2. Introduction
Data and its storage may be considered to be the heart of any
information system. Data has to be up-to-date, accurate, accessible
in the required form and available to one or perhaps many users
at the same time.
For data to be of value it must be presented in a form which supports
the various operational, financial, managerial, decision making,
administrative and clerical activities within an organisation.

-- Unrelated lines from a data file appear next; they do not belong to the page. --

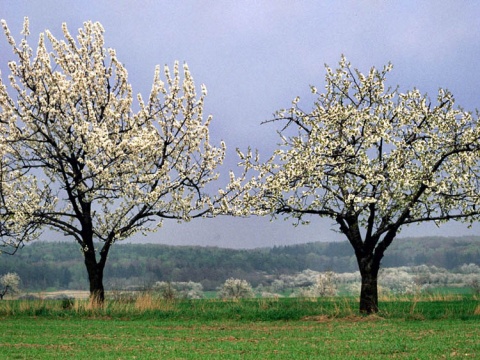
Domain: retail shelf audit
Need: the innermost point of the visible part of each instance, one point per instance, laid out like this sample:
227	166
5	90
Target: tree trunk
95	277
369	290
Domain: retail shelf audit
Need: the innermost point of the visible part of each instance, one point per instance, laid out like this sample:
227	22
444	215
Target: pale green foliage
235	289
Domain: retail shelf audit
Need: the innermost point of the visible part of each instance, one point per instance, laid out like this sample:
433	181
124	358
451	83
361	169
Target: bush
236	289
182	290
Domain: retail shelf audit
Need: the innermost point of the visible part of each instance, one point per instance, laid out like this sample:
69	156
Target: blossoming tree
104	170
370	158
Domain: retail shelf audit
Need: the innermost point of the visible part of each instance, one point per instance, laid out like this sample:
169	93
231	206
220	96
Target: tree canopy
369	157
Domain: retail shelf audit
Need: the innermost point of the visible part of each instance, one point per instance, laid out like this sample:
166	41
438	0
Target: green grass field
249	329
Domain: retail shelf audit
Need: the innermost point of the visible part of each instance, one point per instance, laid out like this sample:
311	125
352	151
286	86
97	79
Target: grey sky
256	56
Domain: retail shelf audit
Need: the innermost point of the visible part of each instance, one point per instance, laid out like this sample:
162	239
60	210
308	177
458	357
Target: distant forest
59	265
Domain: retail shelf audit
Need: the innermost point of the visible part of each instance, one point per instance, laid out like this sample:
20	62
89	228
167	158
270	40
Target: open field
253	329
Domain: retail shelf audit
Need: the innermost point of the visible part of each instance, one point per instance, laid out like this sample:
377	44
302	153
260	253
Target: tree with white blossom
9	283
104	170
372	159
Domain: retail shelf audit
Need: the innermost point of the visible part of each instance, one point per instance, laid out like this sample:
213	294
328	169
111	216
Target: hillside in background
59	265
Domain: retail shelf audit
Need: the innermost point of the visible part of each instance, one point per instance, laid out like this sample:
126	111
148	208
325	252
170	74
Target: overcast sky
256	56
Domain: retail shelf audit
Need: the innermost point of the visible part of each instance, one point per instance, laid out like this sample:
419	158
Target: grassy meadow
151	328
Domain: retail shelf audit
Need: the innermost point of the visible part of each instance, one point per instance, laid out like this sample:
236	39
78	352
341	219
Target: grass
147	328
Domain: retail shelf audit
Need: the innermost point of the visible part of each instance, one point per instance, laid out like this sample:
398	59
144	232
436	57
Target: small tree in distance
9	283
104	171
370	158
235	289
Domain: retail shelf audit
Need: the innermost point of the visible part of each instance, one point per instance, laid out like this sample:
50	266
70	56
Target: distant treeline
58	265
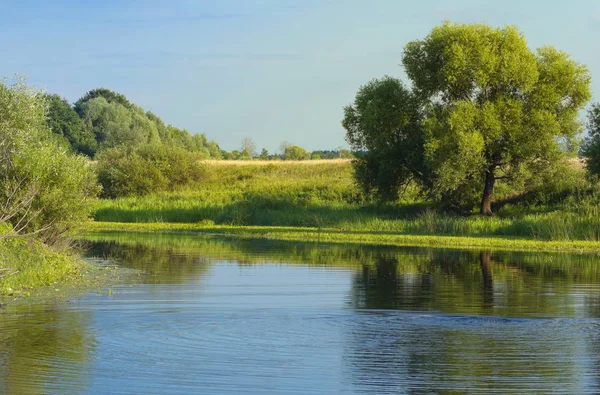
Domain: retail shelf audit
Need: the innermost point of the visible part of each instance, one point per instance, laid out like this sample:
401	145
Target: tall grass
325	196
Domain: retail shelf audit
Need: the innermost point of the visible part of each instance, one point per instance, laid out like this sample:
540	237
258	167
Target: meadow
323	196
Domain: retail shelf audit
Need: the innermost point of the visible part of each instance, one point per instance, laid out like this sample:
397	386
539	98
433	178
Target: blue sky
272	70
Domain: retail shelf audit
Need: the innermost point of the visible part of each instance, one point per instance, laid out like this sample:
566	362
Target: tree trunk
488	190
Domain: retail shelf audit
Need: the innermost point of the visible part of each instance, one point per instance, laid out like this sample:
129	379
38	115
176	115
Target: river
230	316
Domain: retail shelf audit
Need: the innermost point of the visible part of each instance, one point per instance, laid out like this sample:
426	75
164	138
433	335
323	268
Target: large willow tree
490	108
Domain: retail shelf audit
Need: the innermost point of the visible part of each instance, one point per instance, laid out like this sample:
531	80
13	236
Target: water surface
217	316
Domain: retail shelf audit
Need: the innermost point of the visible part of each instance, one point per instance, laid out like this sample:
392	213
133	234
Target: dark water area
223	316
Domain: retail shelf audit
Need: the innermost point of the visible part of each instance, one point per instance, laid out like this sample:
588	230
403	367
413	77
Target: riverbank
30	269
341	236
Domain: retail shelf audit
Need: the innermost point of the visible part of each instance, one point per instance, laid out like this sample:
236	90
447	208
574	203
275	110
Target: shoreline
331	235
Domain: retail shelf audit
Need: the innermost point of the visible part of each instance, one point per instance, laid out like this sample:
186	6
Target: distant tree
44	189
107	94
64	121
345	154
248	147
234	155
162	129
385	120
294	152
114	124
214	150
486	108
264	154
283	146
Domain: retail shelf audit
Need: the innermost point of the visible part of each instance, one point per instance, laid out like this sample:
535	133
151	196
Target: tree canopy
103	119
483	107
44	189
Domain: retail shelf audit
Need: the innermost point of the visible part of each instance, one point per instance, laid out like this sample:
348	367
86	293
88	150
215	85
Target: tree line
103	119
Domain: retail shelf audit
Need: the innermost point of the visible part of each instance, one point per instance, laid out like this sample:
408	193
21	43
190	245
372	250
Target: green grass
340	236
27	264
30	268
324	196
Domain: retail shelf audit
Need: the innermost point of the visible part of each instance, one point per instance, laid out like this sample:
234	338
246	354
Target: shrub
127	171
44	189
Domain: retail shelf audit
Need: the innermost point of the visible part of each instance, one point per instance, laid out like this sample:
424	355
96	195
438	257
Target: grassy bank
30	268
323	195
340	236
26	264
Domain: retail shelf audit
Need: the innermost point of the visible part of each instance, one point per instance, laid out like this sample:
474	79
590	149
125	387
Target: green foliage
485	106
106	94
44	189
114	124
110	120
64	121
294	152
264	154
591	146
125	171
498	109
384	121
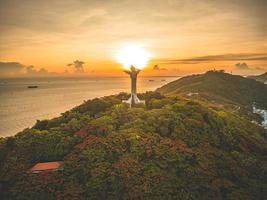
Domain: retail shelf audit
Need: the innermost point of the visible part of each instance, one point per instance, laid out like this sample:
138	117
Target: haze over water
20	106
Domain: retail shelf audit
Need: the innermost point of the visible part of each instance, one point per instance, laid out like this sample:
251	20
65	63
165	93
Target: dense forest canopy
171	148
220	87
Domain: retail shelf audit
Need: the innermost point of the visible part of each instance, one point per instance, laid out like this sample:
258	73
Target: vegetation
261	78
170	148
220	87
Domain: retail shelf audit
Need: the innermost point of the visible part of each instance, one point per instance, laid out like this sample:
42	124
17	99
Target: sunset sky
67	37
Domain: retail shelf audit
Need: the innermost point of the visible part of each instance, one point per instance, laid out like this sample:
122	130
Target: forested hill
170	148
262	78
221	87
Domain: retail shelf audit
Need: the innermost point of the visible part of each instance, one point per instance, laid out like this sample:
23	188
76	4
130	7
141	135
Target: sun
133	54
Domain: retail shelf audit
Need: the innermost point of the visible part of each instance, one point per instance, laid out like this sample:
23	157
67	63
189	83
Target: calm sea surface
20	106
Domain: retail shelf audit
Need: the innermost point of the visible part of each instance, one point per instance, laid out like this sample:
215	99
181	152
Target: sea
21	106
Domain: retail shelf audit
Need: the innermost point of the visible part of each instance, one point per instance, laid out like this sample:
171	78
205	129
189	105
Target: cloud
222	57
18	69
242	66
157	68
10	68
30	70
78	65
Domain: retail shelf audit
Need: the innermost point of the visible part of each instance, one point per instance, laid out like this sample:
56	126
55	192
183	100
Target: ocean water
21	106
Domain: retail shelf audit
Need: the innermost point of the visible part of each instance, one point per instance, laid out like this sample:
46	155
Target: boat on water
32	86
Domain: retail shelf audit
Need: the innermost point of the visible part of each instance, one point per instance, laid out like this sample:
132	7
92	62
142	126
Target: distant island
195	138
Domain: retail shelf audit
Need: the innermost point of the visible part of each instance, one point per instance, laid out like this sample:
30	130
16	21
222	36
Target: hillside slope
221	87
261	78
172	148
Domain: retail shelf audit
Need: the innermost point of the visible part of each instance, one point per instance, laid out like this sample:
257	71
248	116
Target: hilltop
221	88
170	148
261	78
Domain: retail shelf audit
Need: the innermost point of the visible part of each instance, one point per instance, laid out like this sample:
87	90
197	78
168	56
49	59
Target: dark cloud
18	69
78	65
242	66
30	70
210	58
10	68
156	67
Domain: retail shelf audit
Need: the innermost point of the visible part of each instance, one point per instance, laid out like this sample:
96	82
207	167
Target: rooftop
46	166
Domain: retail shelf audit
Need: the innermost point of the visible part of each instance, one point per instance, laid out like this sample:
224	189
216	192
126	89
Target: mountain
220	87
171	148
261	78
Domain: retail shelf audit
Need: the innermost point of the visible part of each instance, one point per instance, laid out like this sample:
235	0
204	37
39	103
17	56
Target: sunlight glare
133	55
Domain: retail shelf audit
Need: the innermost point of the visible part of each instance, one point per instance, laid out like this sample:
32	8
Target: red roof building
47	166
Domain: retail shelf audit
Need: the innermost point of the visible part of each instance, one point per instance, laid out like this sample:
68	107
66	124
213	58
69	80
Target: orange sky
186	36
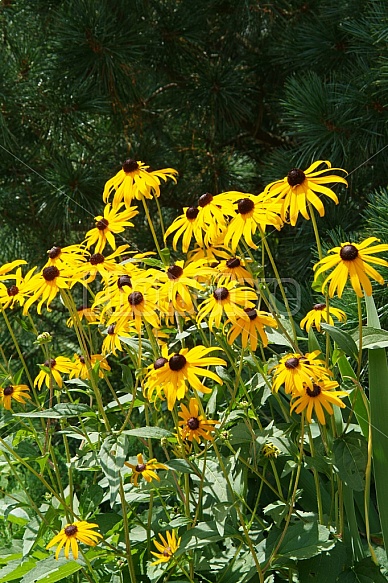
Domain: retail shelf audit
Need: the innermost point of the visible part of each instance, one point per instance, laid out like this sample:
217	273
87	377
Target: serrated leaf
112	457
51	570
350	457
343	339
149	432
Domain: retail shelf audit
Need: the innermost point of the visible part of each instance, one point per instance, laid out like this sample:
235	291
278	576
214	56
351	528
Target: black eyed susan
352	260
230	299
319	314
168	547
318	397
180	281
81	370
251	329
101	264
71	535
55	366
184	367
252	212
136	180
145	469
186	226
44	286
116	333
17	392
114	220
194	425
299	186
233	269
17	293
296	371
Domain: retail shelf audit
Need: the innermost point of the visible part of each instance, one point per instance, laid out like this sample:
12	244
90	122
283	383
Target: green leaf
179	465
350	456
304	540
363	572
149	432
51	570
343	339
61	411
373	338
16	569
112	457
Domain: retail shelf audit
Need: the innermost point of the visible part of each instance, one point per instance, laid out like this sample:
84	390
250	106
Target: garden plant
191	427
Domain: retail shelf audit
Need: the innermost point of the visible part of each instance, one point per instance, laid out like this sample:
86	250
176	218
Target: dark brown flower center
13	290
97	258
315	392
295	176
251	313
233	262
124	280
8	391
221	293
130	166
160	362
193	423
50	363
292	363
135	298
54	252
177	362
205	199
174	272
50	273
192	213
245	206
71	530
102	225
349	253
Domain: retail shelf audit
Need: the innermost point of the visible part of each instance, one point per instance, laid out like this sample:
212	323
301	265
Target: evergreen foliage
231	94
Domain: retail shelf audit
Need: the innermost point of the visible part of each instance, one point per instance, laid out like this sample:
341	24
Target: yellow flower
116	333
319	314
83	312
80	368
229	299
186	225
195	426
167	549
252	212
135	180
113	221
17	392
184	367
18	291
300	186
44	286
233	270
318	397
101	264
145	469
352	260
251	329
296	371
71	534
57	365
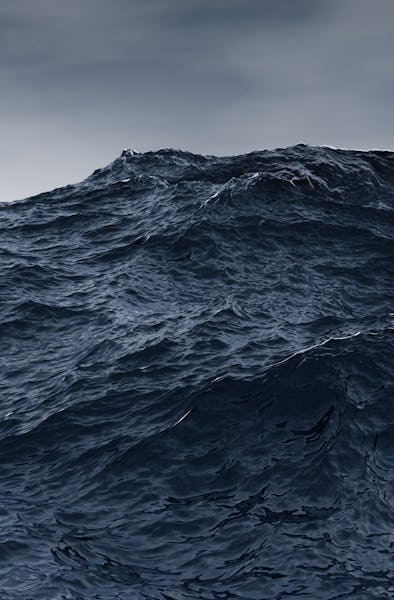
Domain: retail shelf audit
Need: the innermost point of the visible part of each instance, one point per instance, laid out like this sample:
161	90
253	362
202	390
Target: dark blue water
197	380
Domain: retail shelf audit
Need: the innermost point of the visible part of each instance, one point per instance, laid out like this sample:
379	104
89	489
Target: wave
197	379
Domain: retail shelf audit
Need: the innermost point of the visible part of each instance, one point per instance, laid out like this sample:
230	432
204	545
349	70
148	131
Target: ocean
197	380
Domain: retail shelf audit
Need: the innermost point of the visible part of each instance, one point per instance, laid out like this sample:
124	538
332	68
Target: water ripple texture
197	380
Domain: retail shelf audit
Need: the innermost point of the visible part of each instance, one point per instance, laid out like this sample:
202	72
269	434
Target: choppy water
197	380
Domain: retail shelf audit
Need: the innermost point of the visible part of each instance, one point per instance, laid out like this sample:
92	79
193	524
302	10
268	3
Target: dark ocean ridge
197	380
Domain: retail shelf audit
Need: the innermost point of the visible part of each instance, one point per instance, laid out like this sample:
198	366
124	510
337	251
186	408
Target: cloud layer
81	80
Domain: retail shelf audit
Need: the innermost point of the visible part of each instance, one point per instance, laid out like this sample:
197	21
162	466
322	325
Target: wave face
197	380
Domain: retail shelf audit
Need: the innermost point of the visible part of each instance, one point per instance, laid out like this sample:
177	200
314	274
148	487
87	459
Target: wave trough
197	380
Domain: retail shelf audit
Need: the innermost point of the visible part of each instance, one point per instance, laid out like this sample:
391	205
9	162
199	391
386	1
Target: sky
82	79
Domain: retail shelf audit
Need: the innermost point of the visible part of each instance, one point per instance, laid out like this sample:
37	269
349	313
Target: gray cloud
81	80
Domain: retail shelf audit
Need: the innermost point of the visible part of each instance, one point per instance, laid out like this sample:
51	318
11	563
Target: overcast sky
82	79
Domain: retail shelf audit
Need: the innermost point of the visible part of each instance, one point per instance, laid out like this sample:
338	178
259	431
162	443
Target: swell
197	379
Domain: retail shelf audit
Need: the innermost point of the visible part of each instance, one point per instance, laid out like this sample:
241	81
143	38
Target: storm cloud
81	80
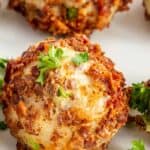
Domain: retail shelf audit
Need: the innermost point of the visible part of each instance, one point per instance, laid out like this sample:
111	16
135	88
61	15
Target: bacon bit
21	109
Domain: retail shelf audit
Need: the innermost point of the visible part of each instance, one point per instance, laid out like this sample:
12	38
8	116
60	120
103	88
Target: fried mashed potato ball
69	16
64	95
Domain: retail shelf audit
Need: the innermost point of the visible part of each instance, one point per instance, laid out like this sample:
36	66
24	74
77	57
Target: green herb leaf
3	126
1	83
49	61
3	62
62	93
140	98
138	145
80	58
72	13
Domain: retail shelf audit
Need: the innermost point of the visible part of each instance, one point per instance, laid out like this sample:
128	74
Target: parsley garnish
140	100
80	58
140	97
3	125
62	93
72	13
138	145
49	61
33	144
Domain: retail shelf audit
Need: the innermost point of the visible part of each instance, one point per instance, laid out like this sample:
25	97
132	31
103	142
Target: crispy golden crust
51	16
30	108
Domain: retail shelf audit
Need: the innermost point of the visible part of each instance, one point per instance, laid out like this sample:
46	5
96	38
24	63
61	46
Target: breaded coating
61	17
146	4
80	104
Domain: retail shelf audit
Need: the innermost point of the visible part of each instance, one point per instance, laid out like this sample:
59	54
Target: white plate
126	41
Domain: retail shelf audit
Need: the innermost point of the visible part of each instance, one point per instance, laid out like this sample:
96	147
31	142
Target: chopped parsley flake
140	100
33	144
3	125
138	145
80	58
62	93
49	61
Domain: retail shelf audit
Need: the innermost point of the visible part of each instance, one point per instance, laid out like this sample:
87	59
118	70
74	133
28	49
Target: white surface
126	41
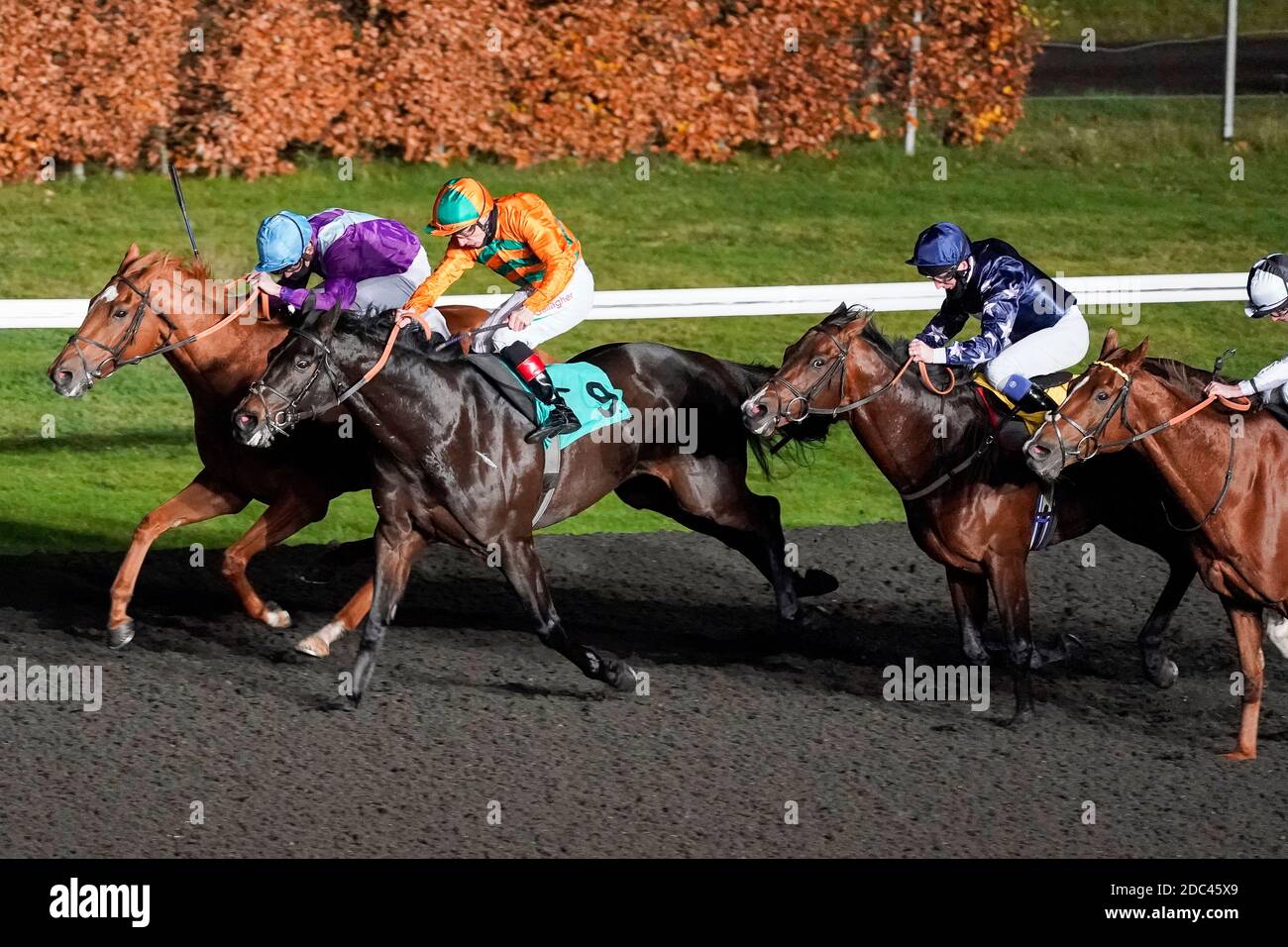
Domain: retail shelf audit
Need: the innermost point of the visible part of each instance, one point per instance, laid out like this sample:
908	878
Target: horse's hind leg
202	499
1158	667
283	517
318	644
719	504
527	578
1247	628
970	602
1010	582
397	547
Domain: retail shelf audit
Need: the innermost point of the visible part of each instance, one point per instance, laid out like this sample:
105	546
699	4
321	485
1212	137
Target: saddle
1014	431
1017	429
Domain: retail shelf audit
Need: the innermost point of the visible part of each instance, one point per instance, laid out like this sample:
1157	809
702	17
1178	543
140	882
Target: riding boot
532	369
1276	408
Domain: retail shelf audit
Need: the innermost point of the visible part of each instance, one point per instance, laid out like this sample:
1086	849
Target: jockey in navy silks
1267	295
1028	324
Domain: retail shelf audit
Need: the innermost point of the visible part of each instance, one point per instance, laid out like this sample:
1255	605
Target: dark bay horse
452	466
1223	475
977	523
155	300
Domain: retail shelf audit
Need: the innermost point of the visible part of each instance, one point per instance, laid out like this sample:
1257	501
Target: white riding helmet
1267	286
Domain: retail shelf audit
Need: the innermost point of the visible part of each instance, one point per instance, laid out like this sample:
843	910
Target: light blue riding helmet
281	241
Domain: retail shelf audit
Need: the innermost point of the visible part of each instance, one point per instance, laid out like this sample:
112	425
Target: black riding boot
532	369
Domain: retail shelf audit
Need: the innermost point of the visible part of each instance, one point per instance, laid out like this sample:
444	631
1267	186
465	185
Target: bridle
114	352
281	420
837	364
1090	444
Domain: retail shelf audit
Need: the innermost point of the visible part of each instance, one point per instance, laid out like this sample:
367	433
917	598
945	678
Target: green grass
1086	188
1122	21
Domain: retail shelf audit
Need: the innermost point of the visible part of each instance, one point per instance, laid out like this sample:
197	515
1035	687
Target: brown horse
150	307
1224	471
977	522
452	464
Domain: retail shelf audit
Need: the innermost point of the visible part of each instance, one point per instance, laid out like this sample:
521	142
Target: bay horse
451	464
975	522
150	307
1222	471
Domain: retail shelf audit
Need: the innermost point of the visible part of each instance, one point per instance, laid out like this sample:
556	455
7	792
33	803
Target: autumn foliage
239	85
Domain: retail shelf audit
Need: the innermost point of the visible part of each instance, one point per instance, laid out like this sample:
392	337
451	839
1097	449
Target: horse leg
527	578
1010	585
1158	667
397	548
970	600
202	499
1245	624
283	517
318	644
729	512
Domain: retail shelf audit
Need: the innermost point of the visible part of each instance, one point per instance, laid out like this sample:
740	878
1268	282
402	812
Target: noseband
114	352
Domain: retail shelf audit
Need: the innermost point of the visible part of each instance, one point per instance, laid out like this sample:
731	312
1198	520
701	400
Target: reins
286	418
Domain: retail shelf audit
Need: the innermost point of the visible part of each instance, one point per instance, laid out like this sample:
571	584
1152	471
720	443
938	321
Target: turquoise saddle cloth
589	393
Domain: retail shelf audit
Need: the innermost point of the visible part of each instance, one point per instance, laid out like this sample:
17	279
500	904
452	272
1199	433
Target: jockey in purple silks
368	264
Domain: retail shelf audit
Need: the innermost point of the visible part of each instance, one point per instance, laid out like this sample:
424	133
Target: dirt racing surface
472	718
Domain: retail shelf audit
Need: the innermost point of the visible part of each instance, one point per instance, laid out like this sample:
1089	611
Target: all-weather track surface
468	711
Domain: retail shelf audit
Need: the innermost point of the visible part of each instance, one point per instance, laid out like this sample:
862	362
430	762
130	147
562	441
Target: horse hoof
342	705
1166	676
275	616
815	582
120	635
313	646
622	677
1020	719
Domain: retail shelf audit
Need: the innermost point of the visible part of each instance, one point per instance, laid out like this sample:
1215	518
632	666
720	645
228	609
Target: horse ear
130	256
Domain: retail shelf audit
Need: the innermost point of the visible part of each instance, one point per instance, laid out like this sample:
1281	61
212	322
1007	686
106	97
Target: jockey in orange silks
519	237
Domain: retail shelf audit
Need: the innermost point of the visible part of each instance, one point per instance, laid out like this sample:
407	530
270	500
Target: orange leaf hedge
237	85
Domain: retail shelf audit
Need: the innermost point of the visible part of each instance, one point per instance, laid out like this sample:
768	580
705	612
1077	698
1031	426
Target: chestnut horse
150	304
1222	472
977	521
452	466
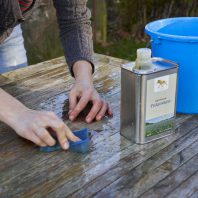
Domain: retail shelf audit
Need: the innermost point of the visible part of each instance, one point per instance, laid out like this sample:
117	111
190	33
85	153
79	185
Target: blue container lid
183	29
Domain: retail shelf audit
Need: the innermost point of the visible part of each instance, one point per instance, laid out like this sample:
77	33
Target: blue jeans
12	52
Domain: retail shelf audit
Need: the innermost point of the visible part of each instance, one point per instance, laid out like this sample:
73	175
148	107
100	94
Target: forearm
75	31
9	107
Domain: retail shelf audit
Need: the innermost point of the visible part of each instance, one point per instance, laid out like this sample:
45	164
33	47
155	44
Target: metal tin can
148	101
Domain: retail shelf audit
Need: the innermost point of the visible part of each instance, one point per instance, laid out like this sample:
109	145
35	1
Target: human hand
83	92
35	125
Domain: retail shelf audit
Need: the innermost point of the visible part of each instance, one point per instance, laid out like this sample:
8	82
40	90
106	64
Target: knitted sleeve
75	30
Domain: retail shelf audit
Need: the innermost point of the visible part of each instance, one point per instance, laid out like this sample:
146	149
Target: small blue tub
176	39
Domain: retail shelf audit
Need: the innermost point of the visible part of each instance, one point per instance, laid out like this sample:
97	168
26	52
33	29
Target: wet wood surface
114	167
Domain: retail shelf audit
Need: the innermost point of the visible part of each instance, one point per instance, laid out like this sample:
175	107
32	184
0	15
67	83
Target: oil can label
160	103
161	84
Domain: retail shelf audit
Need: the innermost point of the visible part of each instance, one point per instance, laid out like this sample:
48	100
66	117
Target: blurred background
118	26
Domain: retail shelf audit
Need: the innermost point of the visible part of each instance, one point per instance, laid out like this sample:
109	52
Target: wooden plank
129	171
75	181
174	180
187	188
114	166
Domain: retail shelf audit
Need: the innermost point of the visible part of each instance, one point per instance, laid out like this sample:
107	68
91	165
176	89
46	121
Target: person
76	36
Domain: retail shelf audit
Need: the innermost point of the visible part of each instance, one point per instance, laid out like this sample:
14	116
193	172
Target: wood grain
114	167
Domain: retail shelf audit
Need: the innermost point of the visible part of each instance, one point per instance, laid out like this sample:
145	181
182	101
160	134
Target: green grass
124	48
50	48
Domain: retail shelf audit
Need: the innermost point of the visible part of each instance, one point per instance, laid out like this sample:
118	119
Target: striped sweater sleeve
75	30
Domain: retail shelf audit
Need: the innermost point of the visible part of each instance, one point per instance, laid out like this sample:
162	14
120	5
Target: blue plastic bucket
176	39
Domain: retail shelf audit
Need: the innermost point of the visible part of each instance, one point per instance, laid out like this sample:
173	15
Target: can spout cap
143	61
144	54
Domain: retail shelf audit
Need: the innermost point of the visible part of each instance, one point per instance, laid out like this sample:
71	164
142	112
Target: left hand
84	90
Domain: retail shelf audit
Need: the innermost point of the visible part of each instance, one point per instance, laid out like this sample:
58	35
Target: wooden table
114	167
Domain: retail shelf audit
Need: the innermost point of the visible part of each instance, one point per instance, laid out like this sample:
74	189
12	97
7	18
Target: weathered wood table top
114	167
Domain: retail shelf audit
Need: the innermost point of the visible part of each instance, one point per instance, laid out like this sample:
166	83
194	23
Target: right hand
33	125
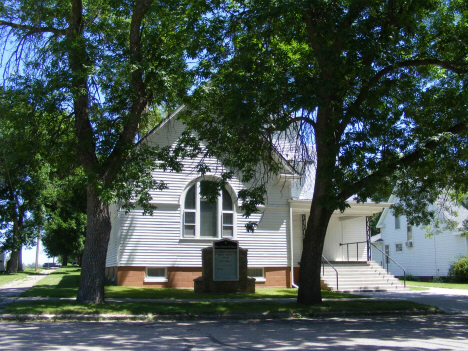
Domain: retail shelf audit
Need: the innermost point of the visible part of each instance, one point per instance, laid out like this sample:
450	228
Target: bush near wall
459	270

To meet these objectives data needs to be stored efficiently -
to avoid lengthy access times - and with minimal duplication -
to avoid lengthy update times and the possibility of inconsistency
and inaccuracy. For the data stored by a given organisation to
have any value at all its integrity (consistency and accuracy)
must always be assured.
In this section we are going to consider what is know as the conceptual
view (user view) of stored data. As such we do not need to be
concerned with how data is physically stored on specific types
of storage media; neither do we need to consider the various storage
structures and access methods applicable to retrieval of data
from such media.
2.1 Data Storage.
The data of an organisation takes the form of an abstract representation
of objects and events which occur within the organisation's environment.
Within the context of an airline company for example, such objects
might include Aircraft, Passengers and Airports, and include events
such as Flights and the issuing of Tickets.
There are two principle approaches to the storage of data in a
computer-based information system. Data may be stored in separate
files belonging to isolated information systems operating within
individual departments, or data may be stored in a database which
may serve as a resource available across all departments and functional
areas. The following sections consider these two approaches and
their relative merits.
2.2 File Based Systems.
Before we consider the issues arising from file based storage
let us firstly, establish some general concepts and definitions
relating to the storage of data in files.
2.2.1 Data Files.
A file is a complete, named collection of information and the
basic unit of storage that enables a computer to distinguish one
set of information from another. For example a file named "Aircraft"
might contain information about the different types of aircraft
used by a particular airline company and a file named "Airport"
might hold details of all the airports from which the airline
operates.
2.2.2 Records.
The data held within a file are organised into structured groups
of related elements called records. For example, a record describing
an individual aircraft might be composed of the data elements:
"identifying number", "name of manufacturer";
"description", "classification"
(turbo-prop, jet, etc) "seating capacity" and
so on. The aircraft file then contains zero, one, or many such
records; where each record describes an individual aircraft.
2.2.3 Fields.
The individual elements of a record are referred to as fields.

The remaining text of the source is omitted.